I wanna extract the header line from 2 protein sequences for example: I created the file, then I gave the file name, then I wanna extract header, then from the second sequence.
here I showed what's the header in below:
gi|628601924|ref|NP_001278775.1| DNA-binding protein Ikaros isoform 16 [Homo sapiens] These are my protein fasta with heder that i wanna extract the header from them:
gi|628601924|ref|NP_001278775.1| DNA-binding protein Ikaros isoform 16 [Homo sapiens] MDADEGQDMSQVSGKESPPVSDTPDEGDEPMPIPEDLSTTSGGQQSSKSDRVVVTYGADDFRDFHAIIPK SFSLLEL
gi|628601926|ref|NP_001278776.1| DNA-binding protein Ikaros isoform 16 [Homo sapiens] MDADEGQDMSQVSGKESPPVSDTPDEGDEPMPIPEDLSTTSGGQQSSKSDRVVVTYGADDFRDFHAIIPK SFSLLEL
I wrote this command:
print "Please enter a file name: ";
$file = <>;
open INFILE, $file;
$line = <INFILE>;
while (defined($line = <INFILE>)){
}
chomp $line;
if ($line =~ /^>(S+)\s*(.*)$/;){
$id = $1; # what should I write here to activate these $1 and $2
$description = $2;
print substr($1 $2); #what else should I add here
}
} else {# I need to write some thing here, like this it's not header don't extract it
}
next; # is this enough for going to the next sequence
close INFILE;
If you just need the header line then you could
grep ">"
.. no need for PERL.Why only perl? Is this homework? BTW, this was answered many a times in this forum.

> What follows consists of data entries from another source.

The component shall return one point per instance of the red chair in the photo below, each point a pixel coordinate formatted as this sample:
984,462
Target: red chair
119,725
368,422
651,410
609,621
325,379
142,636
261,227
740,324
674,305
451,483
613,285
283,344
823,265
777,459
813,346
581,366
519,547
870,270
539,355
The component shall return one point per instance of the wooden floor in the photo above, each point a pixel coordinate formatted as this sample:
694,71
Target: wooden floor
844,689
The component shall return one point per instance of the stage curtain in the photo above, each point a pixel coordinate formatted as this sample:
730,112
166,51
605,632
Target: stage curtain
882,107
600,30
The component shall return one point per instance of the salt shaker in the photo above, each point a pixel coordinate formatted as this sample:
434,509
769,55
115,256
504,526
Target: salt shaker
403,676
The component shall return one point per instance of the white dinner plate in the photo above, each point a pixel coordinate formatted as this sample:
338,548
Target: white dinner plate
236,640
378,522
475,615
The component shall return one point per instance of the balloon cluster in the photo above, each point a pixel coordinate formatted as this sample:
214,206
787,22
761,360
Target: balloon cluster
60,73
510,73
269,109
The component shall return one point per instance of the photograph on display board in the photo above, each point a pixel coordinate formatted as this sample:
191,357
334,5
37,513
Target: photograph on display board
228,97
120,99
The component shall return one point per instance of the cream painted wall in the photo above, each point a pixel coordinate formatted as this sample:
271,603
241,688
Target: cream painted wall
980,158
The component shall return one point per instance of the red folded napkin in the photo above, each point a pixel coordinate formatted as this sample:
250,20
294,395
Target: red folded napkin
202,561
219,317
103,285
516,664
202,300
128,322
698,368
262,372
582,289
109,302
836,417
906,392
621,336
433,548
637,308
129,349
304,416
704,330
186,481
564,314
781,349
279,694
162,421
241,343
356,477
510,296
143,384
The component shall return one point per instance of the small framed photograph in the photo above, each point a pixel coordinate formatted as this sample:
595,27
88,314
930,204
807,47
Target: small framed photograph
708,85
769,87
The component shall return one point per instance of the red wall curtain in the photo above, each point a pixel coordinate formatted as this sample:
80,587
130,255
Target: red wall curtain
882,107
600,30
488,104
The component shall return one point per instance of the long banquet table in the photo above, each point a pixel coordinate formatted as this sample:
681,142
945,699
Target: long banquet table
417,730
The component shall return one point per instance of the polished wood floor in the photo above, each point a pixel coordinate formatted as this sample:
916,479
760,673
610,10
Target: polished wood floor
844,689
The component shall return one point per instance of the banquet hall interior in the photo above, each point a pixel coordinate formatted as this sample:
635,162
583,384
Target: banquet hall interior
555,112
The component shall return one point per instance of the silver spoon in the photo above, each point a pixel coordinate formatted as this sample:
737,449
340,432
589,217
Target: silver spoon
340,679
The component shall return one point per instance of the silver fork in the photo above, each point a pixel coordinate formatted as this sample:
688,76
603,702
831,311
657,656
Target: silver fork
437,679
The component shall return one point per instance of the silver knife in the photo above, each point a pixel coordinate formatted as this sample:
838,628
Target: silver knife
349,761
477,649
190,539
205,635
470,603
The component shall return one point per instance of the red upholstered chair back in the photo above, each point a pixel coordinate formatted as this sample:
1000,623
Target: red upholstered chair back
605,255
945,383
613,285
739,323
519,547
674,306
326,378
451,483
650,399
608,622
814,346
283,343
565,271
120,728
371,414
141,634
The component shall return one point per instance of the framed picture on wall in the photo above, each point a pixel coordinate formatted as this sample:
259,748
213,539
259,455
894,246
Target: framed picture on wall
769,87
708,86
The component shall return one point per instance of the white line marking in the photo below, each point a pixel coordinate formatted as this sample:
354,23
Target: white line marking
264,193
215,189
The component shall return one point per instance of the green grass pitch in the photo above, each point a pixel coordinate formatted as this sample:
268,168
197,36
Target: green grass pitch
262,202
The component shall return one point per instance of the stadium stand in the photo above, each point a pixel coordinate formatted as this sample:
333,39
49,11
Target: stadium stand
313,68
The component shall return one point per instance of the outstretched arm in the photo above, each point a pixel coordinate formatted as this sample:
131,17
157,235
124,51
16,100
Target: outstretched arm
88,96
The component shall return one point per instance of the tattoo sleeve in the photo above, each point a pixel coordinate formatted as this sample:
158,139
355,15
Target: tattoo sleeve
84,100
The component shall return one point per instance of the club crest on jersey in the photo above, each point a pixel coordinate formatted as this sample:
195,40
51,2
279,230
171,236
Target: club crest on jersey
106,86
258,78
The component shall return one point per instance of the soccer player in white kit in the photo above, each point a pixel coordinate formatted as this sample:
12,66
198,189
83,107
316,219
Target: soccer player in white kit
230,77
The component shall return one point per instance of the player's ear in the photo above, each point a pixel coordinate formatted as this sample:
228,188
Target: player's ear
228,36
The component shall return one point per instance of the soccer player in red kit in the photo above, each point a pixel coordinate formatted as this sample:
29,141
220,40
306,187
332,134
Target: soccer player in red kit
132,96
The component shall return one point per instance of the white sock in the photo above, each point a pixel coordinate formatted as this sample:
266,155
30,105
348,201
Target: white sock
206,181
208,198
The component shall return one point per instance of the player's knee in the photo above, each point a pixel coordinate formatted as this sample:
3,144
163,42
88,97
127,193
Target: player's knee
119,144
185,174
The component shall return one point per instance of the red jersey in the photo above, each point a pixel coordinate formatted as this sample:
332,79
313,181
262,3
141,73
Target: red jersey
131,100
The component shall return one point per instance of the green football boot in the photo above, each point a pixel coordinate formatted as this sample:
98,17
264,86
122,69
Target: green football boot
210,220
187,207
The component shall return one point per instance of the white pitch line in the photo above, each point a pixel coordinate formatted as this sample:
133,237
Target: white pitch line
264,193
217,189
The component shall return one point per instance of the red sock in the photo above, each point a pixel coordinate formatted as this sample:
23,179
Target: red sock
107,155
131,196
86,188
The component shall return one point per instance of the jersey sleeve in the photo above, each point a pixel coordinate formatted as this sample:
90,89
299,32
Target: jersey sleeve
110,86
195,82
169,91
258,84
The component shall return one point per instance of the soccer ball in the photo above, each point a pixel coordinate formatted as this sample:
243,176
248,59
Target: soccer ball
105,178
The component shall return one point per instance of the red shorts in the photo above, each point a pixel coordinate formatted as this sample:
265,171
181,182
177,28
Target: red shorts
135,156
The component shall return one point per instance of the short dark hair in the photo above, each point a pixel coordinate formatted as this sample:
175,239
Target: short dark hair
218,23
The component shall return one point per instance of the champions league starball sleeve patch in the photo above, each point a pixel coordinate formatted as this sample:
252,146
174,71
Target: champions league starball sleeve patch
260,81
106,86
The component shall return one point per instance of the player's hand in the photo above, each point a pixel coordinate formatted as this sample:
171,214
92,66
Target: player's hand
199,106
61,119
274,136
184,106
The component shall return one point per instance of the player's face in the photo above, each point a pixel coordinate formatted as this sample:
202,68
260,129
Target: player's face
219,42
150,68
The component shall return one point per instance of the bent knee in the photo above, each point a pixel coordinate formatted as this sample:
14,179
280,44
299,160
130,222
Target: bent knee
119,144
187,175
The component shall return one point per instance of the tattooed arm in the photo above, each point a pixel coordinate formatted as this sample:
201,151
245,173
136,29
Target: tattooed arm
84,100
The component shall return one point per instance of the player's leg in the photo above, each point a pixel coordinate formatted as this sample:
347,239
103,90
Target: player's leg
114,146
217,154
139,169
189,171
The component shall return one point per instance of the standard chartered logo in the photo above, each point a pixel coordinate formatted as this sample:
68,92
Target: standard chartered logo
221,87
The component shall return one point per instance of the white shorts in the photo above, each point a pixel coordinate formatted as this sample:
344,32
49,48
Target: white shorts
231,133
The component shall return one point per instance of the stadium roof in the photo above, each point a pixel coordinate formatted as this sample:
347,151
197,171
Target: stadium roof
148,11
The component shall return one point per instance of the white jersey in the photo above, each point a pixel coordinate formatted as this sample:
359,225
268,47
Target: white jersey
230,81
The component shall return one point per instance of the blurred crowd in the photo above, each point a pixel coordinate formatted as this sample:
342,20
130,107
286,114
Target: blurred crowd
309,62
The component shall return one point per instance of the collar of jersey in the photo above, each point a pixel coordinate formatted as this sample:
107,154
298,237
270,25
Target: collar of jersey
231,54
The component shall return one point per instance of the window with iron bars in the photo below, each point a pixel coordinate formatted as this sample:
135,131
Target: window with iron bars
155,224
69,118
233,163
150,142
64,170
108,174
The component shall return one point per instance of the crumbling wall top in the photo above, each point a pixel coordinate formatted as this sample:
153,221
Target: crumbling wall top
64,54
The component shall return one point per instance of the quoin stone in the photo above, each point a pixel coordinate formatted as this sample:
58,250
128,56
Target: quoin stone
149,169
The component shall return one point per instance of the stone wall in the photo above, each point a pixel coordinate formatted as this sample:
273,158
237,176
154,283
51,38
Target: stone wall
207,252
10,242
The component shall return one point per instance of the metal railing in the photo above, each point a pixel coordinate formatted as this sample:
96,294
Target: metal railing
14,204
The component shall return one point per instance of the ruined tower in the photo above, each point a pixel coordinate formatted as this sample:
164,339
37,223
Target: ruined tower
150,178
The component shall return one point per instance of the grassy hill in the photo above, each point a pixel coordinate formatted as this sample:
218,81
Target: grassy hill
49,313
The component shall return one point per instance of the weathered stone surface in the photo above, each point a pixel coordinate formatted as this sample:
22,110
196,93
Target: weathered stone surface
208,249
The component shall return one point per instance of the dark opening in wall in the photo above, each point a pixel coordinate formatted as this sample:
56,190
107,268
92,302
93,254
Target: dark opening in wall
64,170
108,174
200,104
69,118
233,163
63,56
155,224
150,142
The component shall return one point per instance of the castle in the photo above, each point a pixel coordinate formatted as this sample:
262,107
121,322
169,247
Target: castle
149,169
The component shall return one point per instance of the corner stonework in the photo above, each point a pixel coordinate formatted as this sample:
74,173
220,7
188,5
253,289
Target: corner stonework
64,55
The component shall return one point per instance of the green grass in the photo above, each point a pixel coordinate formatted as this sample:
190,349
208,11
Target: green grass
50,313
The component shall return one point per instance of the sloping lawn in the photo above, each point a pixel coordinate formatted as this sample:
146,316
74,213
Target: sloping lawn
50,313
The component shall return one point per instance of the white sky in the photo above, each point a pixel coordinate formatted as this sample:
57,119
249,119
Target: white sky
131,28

This sounds suspiciously homework-y.
thanks for your comments I edited my question.
Please use
ADD REPLY/ADD COMMENT
when responding to existing posts to keep threads logically organized.The original question is still unanswered. Is this a homework question?
Hint: If you just need to print the header line then check to see if the line begins with "^>" otherwise go to next line.